Mel Behrens powers her way through the World 24 Hour Mountain Bike Championships in Canberra. She finished fourth in her age group.
Mel Behrens powers her way through the World 24 Hour Mountain Bike Championships in Canberra. She finished fourth in her age group.

Blind rider rises to the challenge

A DOCTOR told Mel Behrens she was going blind 10 years ago.

He told her to take things easy and prepare herself for a life of darkness.

She didn't take advice on board – far from it.

The now 37-year-old Maryborough mum jumped on board a mountain bike of all things.

She was determined she wasn't going to sit back and wait to lose her sight.

Now Behrens, a gym instructor, is not only one of very best riders in Australia, but also the world.

Behrens is currently ranked second in Australia in the 35-39 women's age group and fourth in the world after contesting the World 24 Hour Mountain Bike Championships in Canberra.

A fantastic effort when you consider that Behrens is now completely blind in one eye and vision-impaired in the other and she also races against competitors who have no problem with their sight.

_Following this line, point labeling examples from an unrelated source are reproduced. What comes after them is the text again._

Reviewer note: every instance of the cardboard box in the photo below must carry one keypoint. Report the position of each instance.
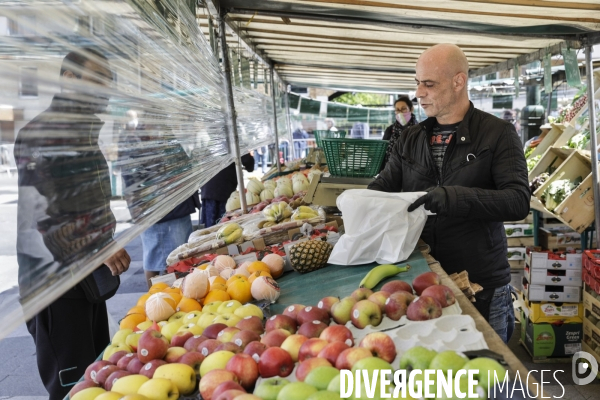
(548, 340)
(563, 294)
(515, 230)
(541, 261)
(553, 312)
(559, 277)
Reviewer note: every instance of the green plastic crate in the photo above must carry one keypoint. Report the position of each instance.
(354, 157)
(327, 135)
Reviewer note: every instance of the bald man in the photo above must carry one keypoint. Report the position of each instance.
(473, 169)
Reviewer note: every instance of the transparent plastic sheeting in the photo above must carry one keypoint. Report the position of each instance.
(109, 146)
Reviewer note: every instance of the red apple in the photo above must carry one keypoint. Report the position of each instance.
(379, 298)
(425, 280)
(311, 348)
(312, 329)
(93, 368)
(424, 308)
(226, 386)
(308, 365)
(193, 359)
(338, 333)
(292, 311)
(395, 286)
(135, 365)
(112, 378)
(310, 314)
(180, 338)
(397, 304)
(327, 302)
(242, 338)
(255, 349)
(192, 343)
(348, 357)
(210, 381)
(212, 331)
(275, 338)
(245, 368)
(361, 294)
(281, 321)
(381, 345)
(208, 346)
(443, 294)
(332, 351)
(251, 323)
(152, 346)
(151, 366)
(275, 362)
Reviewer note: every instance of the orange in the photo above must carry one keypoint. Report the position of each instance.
(256, 274)
(216, 295)
(240, 291)
(143, 298)
(258, 266)
(186, 305)
(131, 321)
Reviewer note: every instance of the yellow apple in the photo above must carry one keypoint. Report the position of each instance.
(129, 384)
(121, 335)
(159, 389)
(113, 348)
(182, 375)
(88, 394)
(212, 307)
(249, 310)
(206, 319)
(171, 328)
(229, 307)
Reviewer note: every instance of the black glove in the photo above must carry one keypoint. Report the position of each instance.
(436, 201)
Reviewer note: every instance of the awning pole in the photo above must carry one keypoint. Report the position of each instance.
(275, 117)
(232, 114)
(594, 142)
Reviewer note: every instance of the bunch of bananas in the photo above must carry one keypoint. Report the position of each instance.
(230, 233)
(304, 212)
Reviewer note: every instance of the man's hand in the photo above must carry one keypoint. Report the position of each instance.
(119, 262)
(436, 201)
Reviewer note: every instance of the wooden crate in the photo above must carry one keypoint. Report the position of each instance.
(553, 157)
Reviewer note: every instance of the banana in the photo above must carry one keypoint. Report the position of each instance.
(380, 272)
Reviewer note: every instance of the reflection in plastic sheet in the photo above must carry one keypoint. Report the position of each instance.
(135, 113)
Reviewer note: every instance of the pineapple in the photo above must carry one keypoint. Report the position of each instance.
(310, 255)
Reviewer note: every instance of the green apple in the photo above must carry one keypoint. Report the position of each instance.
(182, 375)
(212, 307)
(159, 389)
(448, 360)
(324, 395)
(216, 360)
(270, 388)
(417, 357)
(485, 365)
(248, 310)
(228, 307)
(321, 376)
(296, 391)
(88, 394)
(129, 384)
(121, 335)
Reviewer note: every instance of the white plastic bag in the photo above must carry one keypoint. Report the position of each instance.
(378, 227)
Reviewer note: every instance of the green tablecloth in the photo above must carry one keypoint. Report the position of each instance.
(336, 280)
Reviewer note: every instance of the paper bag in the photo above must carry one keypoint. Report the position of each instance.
(378, 227)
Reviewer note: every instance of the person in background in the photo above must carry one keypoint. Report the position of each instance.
(405, 118)
(215, 192)
(64, 216)
(472, 167)
(330, 123)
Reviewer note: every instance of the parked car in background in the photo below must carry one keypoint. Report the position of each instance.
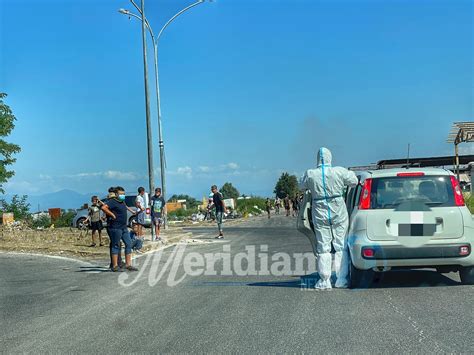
(81, 215)
(409, 218)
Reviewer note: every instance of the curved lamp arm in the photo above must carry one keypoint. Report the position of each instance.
(199, 2)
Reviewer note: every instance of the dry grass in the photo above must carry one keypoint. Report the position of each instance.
(67, 242)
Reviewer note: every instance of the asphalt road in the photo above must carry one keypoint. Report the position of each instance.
(60, 305)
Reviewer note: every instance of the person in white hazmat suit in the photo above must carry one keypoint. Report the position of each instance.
(330, 217)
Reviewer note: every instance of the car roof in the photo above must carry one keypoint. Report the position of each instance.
(393, 172)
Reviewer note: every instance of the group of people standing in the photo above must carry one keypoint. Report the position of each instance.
(115, 214)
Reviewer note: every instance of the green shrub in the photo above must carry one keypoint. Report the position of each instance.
(65, 220)
(245, 207)
(181, 213)
(41, 222)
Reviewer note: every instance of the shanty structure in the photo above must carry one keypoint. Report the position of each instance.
(461, 132)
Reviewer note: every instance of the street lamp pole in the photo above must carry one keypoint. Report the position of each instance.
(151, 181)
(157, 85)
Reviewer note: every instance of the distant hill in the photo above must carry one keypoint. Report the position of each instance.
(64, 199)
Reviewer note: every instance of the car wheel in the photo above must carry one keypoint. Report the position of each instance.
(360, 278)
(467, 275)
(80, 223)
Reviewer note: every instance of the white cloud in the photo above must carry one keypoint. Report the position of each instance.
(119, 175)
(231, 166)
(109, 175)
(185, 171)
(21, 187)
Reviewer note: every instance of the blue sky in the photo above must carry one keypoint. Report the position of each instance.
(250, 88)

She was also diagnosed with muscular dystrophy earlier this year.

But even that wasn't enough to prevent Behrens from contesting her second world titles in the gruelling event.

She finished 10th in 2008 when the titles were held in Canada and she wanted to improve on that performance – and she did through plenty of guts and determination.

The race consisted of a 20km circuit, a track which included plenty of rocky descents and slippery climbs.

Competitors also faced the threat of snakes, spiders, swooping magpies and being knocked off their bikes by kangaroos.

Behrens took it all in her stride and completed 15 laps (300km), something that left her battered and bruised, but so glad she'd done it.

She said one word described the circuit – brutal.

“It was really extremely tough on the body – I am covered in bruises because I fell off heaps of times,” the mother-of-one said.

“You see, I can't see left-hand corners – I can only see straight and up.

“That makes it so hard for me to judge them (left-hand corners), but I battled on.

“I even rode down a 5km descent with a loose front wheel after a crash – I was very lucky that the wheel didn't fall off.

“I was so determined to finish the race because I don't know if I'll ever be able to compete in it again.

“If it was my last bash, then so be it.

“I'm so happy with what I've achieved over the past few years and I hope it will inspire others who might find themselves in my situation to have a go.